Reedition de la sortie de 1995, ce release contient des titres enregistrés de 1992 à 1995 par ces piliers de la scène industriels allemandes. Enregistrés live, les titres contrastes avec ceux qui nous sont infligés dans la douleur de la sortie chez Death Factor. Cette dernière, chroniqué par ailleurs, contient un power electronic, certes hypnotiques, mais très agressifs pour les oreilles et le cerveaux.

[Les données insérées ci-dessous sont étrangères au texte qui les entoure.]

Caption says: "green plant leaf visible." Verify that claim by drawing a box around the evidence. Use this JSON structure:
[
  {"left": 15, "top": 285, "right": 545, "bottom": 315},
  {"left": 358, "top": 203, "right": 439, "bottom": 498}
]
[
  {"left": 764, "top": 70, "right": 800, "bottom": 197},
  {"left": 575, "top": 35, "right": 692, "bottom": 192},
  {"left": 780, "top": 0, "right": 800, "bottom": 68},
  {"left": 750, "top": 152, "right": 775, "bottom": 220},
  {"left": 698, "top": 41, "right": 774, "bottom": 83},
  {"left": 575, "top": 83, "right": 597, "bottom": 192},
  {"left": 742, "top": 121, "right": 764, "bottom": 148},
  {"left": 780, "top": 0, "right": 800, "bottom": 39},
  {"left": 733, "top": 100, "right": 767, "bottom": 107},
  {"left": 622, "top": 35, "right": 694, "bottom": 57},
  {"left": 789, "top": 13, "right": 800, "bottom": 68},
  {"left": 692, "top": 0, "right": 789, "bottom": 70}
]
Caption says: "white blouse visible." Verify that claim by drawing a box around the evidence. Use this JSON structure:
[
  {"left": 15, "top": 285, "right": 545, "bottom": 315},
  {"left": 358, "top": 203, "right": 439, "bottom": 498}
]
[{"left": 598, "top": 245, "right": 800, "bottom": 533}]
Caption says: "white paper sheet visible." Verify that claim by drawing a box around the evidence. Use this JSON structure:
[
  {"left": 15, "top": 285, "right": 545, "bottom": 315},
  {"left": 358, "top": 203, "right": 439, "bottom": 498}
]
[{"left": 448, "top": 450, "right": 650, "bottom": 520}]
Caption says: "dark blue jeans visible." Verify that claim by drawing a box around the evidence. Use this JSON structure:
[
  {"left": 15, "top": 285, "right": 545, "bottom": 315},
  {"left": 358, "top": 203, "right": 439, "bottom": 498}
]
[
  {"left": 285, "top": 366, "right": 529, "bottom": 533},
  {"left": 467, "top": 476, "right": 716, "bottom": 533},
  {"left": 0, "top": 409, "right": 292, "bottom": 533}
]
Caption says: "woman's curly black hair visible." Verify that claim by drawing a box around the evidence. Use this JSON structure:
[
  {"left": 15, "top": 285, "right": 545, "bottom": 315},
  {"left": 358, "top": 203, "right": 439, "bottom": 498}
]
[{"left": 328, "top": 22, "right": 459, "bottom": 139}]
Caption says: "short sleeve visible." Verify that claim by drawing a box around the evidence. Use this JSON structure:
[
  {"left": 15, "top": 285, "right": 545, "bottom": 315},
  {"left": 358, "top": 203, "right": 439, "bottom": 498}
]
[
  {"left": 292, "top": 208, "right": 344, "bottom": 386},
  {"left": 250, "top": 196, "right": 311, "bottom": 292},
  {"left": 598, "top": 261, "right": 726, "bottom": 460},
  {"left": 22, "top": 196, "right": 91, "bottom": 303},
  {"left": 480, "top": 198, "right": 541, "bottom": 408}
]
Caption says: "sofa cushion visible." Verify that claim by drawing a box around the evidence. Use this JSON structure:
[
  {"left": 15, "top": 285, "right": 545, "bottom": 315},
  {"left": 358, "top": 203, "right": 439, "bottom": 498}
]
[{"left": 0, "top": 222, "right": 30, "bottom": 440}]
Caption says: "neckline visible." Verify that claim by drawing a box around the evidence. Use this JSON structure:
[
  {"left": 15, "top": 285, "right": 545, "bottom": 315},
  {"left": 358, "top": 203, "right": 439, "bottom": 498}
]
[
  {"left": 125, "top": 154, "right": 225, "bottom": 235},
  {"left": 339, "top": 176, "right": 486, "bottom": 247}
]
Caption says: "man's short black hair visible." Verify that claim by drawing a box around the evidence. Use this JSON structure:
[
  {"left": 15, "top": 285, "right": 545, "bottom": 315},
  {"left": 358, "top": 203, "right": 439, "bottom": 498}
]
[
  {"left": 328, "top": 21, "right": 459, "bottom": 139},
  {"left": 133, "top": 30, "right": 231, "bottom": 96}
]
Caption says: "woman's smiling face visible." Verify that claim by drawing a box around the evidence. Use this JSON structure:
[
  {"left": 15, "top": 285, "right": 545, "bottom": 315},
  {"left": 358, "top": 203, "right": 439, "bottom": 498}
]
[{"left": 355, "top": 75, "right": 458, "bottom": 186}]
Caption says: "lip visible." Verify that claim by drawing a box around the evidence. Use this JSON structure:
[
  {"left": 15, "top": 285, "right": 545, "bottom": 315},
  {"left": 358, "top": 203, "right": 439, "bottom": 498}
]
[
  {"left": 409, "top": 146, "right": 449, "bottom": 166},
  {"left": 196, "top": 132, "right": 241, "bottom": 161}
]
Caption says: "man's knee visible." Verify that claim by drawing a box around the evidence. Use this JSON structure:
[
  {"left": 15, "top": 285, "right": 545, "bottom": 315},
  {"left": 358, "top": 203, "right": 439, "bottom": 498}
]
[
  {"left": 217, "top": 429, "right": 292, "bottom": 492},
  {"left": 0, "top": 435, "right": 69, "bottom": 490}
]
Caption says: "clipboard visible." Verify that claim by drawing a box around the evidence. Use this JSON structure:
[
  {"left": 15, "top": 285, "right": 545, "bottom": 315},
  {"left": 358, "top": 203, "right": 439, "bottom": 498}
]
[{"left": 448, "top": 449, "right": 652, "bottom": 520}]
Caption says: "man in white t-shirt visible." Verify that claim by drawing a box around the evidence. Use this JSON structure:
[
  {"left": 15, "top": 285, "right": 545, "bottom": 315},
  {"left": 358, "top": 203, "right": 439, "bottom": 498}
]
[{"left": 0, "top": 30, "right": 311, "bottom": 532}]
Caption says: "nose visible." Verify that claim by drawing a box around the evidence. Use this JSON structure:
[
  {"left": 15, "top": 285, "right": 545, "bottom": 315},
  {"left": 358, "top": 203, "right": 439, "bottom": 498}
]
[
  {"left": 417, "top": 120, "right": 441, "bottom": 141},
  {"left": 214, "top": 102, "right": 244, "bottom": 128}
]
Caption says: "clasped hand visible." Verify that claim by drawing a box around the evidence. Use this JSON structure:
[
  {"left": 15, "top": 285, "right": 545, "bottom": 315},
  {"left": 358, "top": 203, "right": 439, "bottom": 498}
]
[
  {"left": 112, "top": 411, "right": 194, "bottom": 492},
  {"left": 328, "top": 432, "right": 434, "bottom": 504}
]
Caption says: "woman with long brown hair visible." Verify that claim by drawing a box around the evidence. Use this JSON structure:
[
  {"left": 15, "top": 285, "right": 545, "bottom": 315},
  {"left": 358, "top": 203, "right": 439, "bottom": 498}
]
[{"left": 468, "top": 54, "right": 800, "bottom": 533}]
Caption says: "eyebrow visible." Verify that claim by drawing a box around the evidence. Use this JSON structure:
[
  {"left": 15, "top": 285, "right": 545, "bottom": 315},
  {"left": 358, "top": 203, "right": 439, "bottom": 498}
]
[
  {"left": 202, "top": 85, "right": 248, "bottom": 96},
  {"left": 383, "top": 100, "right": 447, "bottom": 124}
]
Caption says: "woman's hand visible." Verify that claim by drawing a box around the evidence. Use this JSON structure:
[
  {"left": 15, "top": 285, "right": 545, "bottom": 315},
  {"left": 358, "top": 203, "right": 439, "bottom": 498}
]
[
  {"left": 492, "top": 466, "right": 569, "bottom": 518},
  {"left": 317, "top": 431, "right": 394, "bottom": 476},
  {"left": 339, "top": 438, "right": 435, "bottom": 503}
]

Si Anenzephalia est toujours pourvoyeur d'un industriels froid et abrasif, c'est ce coté plus hypnotique, que je prefere, qui prend le dessus sur ces enregistrements compilés et nommés « ephemeral dawn ». Si la « shock value », pour parler poli (ou la racole pour ceux qui n'aime pas) est moins présente que chez Genocide Organ, que la tete pensante de Anenzephlia a rejoint il y a un bout de temps, il n'en reste pas moi que c'est tout aussi joyeux. Et à la limite tout est résumé dans la phrase ornant le booklet :

« Here the dream dies ! Dominated by the obsession of power and lust, led by unwritten rules from clinical birth to clinical death. Ask the epiteth of god ! It is still deception. No ideology, no progress, NOTHING. The world smothered in absurdity »

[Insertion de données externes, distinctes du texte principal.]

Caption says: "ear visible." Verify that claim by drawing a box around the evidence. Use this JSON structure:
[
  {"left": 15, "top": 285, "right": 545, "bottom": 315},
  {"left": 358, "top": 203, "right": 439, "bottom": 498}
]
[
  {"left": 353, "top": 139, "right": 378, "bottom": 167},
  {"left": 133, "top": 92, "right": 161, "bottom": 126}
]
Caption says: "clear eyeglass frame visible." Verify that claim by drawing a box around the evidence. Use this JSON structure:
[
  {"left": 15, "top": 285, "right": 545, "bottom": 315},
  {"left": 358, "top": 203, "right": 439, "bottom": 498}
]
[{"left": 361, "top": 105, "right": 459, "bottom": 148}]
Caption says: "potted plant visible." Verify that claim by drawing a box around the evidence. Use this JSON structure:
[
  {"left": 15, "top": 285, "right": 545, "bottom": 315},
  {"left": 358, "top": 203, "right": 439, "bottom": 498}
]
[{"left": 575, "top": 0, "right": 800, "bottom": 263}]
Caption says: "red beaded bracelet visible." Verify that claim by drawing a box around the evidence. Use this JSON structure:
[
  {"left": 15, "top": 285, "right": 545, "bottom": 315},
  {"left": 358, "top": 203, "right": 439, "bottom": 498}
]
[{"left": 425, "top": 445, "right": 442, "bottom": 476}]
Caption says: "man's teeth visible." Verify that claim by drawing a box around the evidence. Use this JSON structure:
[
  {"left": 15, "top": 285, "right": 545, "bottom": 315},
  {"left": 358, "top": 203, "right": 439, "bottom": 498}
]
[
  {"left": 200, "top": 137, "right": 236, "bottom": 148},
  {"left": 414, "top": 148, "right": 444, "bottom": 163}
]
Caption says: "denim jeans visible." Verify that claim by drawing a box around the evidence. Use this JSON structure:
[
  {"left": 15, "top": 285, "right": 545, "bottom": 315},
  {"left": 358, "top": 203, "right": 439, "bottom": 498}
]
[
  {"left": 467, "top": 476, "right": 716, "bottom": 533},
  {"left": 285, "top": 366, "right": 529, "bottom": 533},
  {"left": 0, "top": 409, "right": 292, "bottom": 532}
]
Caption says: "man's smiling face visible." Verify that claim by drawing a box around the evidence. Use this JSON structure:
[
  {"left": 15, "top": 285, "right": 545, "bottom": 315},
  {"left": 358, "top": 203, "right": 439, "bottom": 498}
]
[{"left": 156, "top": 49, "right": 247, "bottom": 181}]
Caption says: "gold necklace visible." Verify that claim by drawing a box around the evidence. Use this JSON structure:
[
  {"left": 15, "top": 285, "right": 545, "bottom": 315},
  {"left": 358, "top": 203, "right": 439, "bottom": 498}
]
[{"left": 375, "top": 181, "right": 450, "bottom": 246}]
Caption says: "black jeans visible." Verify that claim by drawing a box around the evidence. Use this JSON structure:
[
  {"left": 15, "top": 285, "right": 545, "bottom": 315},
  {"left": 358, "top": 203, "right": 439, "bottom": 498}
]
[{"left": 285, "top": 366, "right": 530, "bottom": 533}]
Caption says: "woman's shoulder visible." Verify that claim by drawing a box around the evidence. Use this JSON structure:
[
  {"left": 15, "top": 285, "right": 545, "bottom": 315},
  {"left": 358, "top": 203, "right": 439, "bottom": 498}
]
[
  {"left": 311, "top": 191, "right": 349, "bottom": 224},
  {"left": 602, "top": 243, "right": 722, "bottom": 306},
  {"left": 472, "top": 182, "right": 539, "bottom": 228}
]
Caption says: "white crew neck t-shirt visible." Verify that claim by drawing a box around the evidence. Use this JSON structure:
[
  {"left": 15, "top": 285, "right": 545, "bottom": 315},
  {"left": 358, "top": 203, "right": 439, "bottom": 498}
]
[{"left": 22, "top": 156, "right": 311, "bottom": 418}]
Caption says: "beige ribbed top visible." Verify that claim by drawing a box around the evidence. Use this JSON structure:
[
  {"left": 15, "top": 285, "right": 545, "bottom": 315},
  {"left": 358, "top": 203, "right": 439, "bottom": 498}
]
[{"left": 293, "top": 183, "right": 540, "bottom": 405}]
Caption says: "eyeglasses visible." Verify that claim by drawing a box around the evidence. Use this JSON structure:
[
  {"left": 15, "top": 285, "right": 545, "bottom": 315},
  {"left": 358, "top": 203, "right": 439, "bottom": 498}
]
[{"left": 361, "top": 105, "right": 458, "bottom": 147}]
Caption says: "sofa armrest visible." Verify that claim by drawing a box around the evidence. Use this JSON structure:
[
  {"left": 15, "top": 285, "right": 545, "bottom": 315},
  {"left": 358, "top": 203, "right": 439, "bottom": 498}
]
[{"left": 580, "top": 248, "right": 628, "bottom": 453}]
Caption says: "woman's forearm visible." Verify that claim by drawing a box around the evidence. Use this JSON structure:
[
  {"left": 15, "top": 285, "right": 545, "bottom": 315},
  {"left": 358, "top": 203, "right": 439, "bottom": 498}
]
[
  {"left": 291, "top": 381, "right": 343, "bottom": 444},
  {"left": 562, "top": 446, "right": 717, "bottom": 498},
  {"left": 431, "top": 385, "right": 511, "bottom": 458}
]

Bref pas d'espoir, pas de sens à la vie... De là Anenzephalia n'a pas vraiment de sens non plus. On a droit à une suite de paysages durs sur lesquels souffle un vent analogique brulant. Des sons corrosifs viennent parfois vous faire saigner les oreilles à force de répetitions. Les voix ne donnent pas de caractere plus humain, à la limite c'est pire (« schockwelle : krisis ». Les titres les plus calmes, comme « Beneath the shroud », ou les pulsations de « kachexie » ou celles de « coroner eyes » (aussi appelé obséque globale et qui servirait parfaitement à un rituel du type) sont inquiétants au possibles. On en vient à etre content de se faire purifier le crane avec des choses comme « Infernal Wake » et sa lente montée infernale ou « abiding... » et ses bourdonnements.

Assez morose, l'écoute souffre de quelques bas sur des titres, qui surement efficace en live, s'averent assez austeres. Certains titres aurait mérité d'etre plus court (« liebombast ») mais c'est l'aspect rituel du live qui explique tout. Pour autant, assez obsedant, je me suis une fois de plus pris à l'écouter regulierement, voir plusieurs fois d'affilée. Je dois avouer que Anenzephalia trouve en moi une certaine re(ai ?)sonnance.